So I was given this question Let A = $$ \left[ \begin{array}{cc|c} -1&2\\ 1&3 \end{array} \right] $$
Find a) $A^{-1}$, b)$A^{3}$, c) $(A^{-1})^3$, and finally d) use answers to (b) and (c) to show that $(A^{-1})^3$ is the inverse of $A^3$
So here is my take on it.
So for part a) i did,
$A^{-1}$ = $$ \left[ \begin{array}{cc|c} d/(ad-bc)&-b/(ad-bc)\\ -c/(ad-bc)&a/(ad-bc) \end{array} \right] $$
= $$ \left[ \begin{array}{cc|c} 3/((-1*3)-(2*1))&-2/((-1*3)(2*1)\\ -1/((-1*3)-(2*1))&-1/((-1*3)-(2*1) \end{array} \right] $$
= $$ \left[ \begin{array}{cc|c} 2/-5&-2/-5\\ -1/-5&-1/-5 \end{array} \right] $$
I'm pretty sure I'm correct but I'm completely confused about the rest and how to go about it.
The matrix $A^3$ is, in fact (a bit obvious), $A \times A \times A$. Do the multiplication. For b), $(A^{-1})^3$ is $A^{-1} \times A^{-1} \times A^{-1} $, do the multiplication.

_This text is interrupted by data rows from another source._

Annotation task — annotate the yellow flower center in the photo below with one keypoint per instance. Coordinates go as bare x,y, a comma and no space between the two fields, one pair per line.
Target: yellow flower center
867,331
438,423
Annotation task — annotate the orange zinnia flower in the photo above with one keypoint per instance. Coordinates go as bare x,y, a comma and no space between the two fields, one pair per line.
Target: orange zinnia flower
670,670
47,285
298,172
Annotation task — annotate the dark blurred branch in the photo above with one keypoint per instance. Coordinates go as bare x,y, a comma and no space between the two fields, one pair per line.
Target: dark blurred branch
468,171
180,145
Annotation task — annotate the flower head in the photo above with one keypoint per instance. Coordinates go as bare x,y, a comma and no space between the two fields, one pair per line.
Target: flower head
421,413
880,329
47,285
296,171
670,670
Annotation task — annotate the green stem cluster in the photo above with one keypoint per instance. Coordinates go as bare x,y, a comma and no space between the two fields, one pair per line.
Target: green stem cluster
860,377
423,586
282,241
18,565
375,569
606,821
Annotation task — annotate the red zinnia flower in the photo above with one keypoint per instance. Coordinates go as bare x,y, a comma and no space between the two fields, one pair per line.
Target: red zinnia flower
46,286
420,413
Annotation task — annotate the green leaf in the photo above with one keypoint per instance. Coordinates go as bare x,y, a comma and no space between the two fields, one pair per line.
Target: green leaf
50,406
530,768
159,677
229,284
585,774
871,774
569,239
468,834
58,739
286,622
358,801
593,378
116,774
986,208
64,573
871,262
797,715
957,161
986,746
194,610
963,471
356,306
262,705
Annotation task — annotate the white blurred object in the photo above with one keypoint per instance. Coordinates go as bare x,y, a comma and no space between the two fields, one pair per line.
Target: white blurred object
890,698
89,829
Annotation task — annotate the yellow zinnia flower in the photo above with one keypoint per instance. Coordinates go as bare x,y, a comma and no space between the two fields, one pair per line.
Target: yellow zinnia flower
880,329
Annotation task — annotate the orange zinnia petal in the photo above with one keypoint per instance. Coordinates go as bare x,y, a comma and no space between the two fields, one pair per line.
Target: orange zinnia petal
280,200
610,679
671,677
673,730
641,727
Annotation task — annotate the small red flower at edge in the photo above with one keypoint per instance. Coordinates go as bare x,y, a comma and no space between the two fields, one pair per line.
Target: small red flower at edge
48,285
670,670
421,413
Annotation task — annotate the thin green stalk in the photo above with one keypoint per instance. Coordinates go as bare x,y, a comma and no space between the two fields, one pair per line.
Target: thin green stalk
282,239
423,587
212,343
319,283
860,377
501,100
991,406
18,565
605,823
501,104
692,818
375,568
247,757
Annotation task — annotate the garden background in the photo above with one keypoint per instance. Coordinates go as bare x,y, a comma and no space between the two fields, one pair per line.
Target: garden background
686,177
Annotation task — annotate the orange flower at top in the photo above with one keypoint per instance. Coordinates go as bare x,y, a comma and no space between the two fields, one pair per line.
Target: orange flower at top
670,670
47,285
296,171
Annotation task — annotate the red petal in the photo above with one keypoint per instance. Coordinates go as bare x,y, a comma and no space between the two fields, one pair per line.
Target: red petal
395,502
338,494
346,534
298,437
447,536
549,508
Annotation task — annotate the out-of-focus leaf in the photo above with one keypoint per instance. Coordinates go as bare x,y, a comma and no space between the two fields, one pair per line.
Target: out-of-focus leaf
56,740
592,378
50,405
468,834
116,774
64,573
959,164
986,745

Since $(A^x)^y = A^{xy}$, onde could just state that $A^{-3} = (A^{-1})^{3} = (A^3)^{-1}$, but, since the exercise wants you to show this via the results, just show that $(A^{-1})^{3}$ and $(A^3)^{-1}$ are both equal to $I_{2\times2}$.